Abrahams berührt Gideon sanft am Arm. »Soll ich Sie eine Weile allein lassen?«
Gideon gibt ihm keine Antwort. Es kommt ihm vor, als würden seine Empfindungen in schneller Abfolge übereinandergeblendet. Bedauern. Liebe. Zorn. Verquirlt zu einer klumpenden Mischung. Er kann sich noch vage an das Begräbnis seiner Mutter erinnern. Die Tränen. Die schwarzgekleideten Menschen. Die Männer mit dem langen, seltsamen Wagen. Er weiß sogar noch, wie er damals am Grab stand und fest die Hand seines Vaters umklammerte, weil er das Gefühl hatte, jeden Moment über die Kante in das Erdloch hinunterzufallen. Das alles ist plötzlich wieder ganz präsent.
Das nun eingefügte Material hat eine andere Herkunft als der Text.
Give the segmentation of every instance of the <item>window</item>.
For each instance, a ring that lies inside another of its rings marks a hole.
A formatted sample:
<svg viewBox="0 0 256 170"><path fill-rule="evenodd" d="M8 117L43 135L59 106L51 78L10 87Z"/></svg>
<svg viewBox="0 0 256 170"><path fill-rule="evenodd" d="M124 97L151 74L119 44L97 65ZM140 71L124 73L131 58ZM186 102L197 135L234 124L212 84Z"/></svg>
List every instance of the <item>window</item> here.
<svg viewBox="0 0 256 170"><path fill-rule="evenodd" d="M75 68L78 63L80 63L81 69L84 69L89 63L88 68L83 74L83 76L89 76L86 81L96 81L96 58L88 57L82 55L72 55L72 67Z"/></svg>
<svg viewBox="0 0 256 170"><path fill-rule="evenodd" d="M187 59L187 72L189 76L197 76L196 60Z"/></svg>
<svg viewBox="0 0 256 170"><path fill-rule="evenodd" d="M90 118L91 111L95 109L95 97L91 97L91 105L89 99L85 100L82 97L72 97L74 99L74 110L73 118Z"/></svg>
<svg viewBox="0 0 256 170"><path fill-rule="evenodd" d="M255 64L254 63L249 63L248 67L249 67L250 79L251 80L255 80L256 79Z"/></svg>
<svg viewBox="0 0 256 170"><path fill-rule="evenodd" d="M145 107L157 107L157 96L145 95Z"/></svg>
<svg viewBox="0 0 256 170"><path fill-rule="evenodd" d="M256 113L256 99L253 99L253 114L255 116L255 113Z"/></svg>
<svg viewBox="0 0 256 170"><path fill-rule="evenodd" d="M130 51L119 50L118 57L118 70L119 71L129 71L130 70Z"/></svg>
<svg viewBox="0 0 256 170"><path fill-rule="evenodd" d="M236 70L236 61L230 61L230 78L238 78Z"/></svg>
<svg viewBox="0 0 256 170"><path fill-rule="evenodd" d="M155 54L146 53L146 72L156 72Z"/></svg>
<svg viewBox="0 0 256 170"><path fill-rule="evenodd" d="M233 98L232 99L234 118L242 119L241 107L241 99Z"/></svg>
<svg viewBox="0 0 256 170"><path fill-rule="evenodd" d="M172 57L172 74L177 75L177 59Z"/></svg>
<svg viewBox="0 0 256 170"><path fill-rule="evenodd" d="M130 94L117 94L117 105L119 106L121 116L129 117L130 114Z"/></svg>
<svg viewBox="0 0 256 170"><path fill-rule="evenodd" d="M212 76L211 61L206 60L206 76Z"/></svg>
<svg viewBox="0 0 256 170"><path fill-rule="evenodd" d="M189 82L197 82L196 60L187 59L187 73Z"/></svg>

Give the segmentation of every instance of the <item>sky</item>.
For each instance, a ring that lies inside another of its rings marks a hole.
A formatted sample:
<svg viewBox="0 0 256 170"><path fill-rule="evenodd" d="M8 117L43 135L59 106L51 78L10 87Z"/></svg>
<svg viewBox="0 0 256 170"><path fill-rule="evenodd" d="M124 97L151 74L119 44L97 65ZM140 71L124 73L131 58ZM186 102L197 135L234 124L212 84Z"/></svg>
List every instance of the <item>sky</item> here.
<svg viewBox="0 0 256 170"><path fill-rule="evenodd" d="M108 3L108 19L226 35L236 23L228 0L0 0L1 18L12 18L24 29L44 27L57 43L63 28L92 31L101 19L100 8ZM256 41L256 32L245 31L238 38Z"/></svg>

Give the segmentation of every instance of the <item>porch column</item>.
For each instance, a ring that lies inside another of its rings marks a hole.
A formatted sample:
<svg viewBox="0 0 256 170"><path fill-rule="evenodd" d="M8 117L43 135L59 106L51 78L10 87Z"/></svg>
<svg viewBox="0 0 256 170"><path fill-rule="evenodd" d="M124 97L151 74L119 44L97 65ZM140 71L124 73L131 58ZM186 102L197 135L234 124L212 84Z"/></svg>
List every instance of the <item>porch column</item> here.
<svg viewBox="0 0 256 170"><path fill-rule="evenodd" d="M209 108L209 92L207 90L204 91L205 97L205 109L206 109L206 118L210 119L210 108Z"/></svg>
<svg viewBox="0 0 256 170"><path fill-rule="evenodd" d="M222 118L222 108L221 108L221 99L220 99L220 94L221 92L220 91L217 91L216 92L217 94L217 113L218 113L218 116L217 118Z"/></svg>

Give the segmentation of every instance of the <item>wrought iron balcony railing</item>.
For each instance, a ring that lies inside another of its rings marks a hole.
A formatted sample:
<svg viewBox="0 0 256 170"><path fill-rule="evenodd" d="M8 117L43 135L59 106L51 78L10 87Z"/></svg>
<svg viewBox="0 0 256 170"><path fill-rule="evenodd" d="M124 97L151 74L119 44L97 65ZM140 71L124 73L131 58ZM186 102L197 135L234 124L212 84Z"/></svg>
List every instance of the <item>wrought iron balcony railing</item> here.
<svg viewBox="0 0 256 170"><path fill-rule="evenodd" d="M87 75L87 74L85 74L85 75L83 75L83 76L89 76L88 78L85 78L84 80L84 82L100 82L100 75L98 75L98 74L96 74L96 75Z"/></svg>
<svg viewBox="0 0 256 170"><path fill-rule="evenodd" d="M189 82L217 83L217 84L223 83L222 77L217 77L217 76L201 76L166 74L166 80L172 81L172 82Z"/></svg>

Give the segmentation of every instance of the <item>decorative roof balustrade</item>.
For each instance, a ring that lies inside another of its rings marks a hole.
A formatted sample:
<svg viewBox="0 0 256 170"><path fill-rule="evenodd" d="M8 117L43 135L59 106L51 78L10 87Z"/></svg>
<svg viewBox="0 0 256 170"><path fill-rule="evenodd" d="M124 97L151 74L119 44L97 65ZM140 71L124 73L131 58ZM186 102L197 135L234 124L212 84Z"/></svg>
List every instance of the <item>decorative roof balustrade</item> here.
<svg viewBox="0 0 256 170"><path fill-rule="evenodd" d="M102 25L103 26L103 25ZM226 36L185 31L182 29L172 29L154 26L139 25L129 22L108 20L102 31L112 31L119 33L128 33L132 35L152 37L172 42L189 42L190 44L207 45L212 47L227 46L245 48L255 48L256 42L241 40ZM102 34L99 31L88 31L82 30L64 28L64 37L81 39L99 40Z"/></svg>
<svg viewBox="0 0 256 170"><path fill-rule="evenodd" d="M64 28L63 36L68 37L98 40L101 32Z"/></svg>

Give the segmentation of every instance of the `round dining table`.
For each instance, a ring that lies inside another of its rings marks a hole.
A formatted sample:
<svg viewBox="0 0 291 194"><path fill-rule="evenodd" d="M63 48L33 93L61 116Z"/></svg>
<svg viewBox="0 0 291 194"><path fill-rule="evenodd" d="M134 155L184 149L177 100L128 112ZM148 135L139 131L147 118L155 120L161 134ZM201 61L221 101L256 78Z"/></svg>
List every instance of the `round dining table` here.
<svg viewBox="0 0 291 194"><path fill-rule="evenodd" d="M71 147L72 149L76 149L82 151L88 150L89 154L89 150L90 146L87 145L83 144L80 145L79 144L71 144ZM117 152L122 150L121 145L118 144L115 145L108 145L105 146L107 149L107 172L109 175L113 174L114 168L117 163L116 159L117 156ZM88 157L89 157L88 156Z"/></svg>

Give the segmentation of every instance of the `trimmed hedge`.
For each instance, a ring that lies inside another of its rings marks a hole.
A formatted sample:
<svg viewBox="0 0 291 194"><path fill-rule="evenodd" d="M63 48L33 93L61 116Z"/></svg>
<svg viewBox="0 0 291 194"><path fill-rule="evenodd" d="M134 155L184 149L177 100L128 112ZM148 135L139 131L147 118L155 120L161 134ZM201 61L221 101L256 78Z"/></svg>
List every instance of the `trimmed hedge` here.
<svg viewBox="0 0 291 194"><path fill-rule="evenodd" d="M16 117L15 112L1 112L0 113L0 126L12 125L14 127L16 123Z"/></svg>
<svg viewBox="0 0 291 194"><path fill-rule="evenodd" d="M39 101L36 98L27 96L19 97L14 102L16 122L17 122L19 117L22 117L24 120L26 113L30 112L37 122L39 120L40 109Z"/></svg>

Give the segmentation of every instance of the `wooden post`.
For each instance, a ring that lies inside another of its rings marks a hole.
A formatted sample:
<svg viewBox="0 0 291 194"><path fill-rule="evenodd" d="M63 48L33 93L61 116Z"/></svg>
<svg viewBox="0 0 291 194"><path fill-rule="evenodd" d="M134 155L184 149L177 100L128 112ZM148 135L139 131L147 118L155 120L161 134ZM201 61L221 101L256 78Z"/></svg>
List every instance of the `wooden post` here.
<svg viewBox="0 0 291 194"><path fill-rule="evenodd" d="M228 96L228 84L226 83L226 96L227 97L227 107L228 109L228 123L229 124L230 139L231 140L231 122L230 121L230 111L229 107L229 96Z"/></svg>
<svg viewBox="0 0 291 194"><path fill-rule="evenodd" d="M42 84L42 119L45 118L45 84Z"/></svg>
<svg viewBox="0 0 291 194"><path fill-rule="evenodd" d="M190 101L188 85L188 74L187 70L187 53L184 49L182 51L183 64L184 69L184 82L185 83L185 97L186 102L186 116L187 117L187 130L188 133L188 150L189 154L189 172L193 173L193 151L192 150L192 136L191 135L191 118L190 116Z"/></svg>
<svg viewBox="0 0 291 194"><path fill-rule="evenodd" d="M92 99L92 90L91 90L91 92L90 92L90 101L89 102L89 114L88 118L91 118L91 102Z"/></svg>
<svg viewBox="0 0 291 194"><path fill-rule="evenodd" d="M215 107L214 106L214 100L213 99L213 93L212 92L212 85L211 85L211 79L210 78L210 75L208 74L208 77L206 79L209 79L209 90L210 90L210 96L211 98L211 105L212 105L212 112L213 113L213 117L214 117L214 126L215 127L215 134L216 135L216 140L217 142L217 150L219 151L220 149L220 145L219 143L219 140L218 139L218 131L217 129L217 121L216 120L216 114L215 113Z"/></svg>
»Ich habe genug gesehen, danke.« Er lächelt zu seinem Vater hinunter. Dann küsst er die eigenen Fingerspitzen und legt sie für einen Moment auf den verformten Kopf. Doch die kurze Berührung reicht nicht aus. Er kann es einfach nicht dabei belassen. Entschlossen beugt er sich über den Sarg und drückt die Lippen auf die Stirn seines Vaters. Soweit er sich erinnert, hat er das noch nie zuvor getan. In seinem Unterbewusstsein stürzen Mauern ein. Tränen schießen ihm in die Augen. Gideon schlingt die Arme um den Mann, der ihn gezeugt hat, und beginnt zu schluchzen.
Craig Abrahams schleicht sich leise aus dem Raum. Nicht aus Taktgefühl, sondern weil er dringend einen Anruf tätigen muss. Einen sehr wichtigen Anruf.
39
Noch neun Tage.
Wohin der Henge-Meister auch blickt, alles gemahnt ihn an diese Tatsache. Im Moment starrt sie ihm von seinem Arbeitsplatz entgegen: vom Kalender auf seinem Schreibtisch ebenso wie von der Titelseite der
Times
, die einer seiner Assistenten ordentlich für ihn zusammengefaltet hat. Sie ist einfach allgegenwärtig.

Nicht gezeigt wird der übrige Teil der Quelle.